Shows built around a single, narrowly-defined premise can be tricky propositions. The simplicity of the premise provides a catchy appeal, but it can grow stale over the years when it remains static and unchanging. But abandoning the premise also carries its own pitfalls because it can mean abandoning what makes the show unique. “Message in a Bottle” comes about halfway between these two options – Voyager is still lost far from home, but at least home knows that it’s still alive. Much like the addition of Seven of Nine at the beginning of the season, it’s a welcome shakeup that preserves the appeal of the show while injecting some new interest and potential storylines.
Contacting home is (thematically speaking) the most important mission of Voyager (besides actually getting home). “Message in a Bottle”‘s approach of turning that Very Important endeavor into a snark-filled comedic caper featuring two ill-prepared characters bumbling their way through it is an unexpected but very entertaining choice. There’s an almost sadistic quality to the way it dangles the opportunity of that contact against impossible odds and escalating obstacles. But thankfully, it rewards the crew with success in that mission and us with an episode full of well-crafted comedy and action.
Stray Observations:
- I love the USS Prometheus. It’s like something a ten year old would dream up – “It’s got hull armor! And four engines! And super duper shields! And-and it can turn into three ships like this! And you just tell it what you want it to shoot at and it goes like pew pew pew!” The multi-vector assault mode seems like it would be cumbersome and impractical in an actual battle, but I like that it continues the separation lineage of the Galaxy class. I suppose multiple moving targets would pose a tactical challenge to enemy ships (even if they’re individually weaker than a single unified ship).
- The last Starfleet ship named the Prometheus was the Nebula class one from Deep Space Nine’s “Second Sight.” It must have been either destroyed or renamed to make room for this one. Coincidentally, we see a Nebula class in this episode that gets handled pretty quickly by the Prometheus.
- We also see an Akira class (one of my favorites) and two Defiant classes! It’s the first confirmation that other Defiant class starships exist besides DS9’s OG Defiant.

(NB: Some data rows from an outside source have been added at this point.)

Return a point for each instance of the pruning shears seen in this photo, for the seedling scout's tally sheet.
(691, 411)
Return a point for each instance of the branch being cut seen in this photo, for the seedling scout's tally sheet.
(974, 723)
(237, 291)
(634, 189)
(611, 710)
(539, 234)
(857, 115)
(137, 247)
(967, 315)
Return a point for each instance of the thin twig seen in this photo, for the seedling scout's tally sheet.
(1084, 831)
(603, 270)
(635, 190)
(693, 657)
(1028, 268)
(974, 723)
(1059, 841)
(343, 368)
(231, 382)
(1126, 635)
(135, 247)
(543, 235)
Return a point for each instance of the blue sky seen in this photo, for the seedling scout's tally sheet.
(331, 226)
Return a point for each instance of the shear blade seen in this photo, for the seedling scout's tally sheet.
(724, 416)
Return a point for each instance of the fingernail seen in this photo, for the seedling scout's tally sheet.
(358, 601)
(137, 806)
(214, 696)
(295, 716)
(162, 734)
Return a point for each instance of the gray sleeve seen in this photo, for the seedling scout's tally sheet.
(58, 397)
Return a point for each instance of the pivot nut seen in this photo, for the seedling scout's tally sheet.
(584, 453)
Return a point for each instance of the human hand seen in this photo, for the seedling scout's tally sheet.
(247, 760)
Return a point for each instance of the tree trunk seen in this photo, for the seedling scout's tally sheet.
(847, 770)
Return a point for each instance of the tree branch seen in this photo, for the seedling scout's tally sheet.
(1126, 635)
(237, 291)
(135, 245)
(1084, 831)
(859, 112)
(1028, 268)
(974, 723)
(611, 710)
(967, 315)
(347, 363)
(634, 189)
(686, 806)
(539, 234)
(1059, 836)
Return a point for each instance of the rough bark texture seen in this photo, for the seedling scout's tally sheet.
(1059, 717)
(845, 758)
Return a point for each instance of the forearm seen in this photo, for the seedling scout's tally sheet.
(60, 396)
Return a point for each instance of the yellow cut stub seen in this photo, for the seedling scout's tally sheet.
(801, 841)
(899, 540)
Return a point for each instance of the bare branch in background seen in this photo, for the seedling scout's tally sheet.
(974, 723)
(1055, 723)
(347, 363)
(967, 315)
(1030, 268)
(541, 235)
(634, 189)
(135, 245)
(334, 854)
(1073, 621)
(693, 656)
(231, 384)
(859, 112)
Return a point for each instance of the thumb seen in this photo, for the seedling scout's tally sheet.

- This is the first back-and-forth battle between Romulans and Starfleet since The Original Series. There were plenty of Romulan encounters in TNG, some of which involved the Romulans shooting, but Starfleet never fired back. It was always kind of frustrating (we have to follow the rules, but they don’t), so it’s awesome here to see Starfleet ships immediately blasting these assholes for killing a starship crew and stealing advanced experimental military tech.

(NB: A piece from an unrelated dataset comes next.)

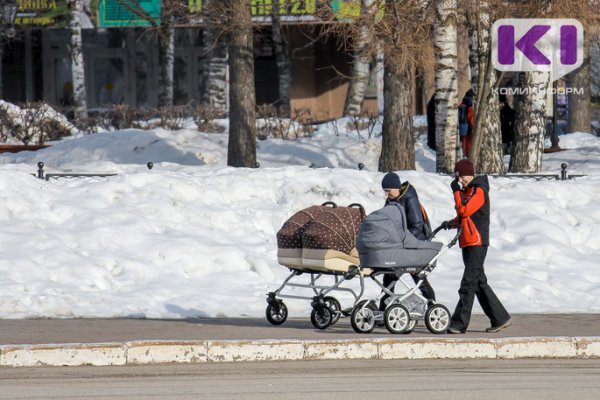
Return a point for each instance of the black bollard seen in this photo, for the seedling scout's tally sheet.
(563, 171)
(41, 170)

- Speaking of which, the Romulans and the Federation exchanging fire seems like A Big Deal. It doesn’t lead to anything (and the Romulans eventually join the Federation and Klingons against the Dominion), so presumably the diplomats smoothed it over. Best. Men/Women/NBs.
- Andy Dick’s character is the second version of the EMH. As we remember, Bashir was supposed to be the template for the Longterm Medical Hologram.
- Although it’s what allows the episode to exist, the logic of sending a holographic program instead of a simple message is silly. “This 64 KB text file keeps getting bounced back. But if we send a 100 GB video… it’s just crazy enough to work!”
- The Romulan commander is played by Judson Scott, who was Khan’s right hand man in The Wrath of Khan.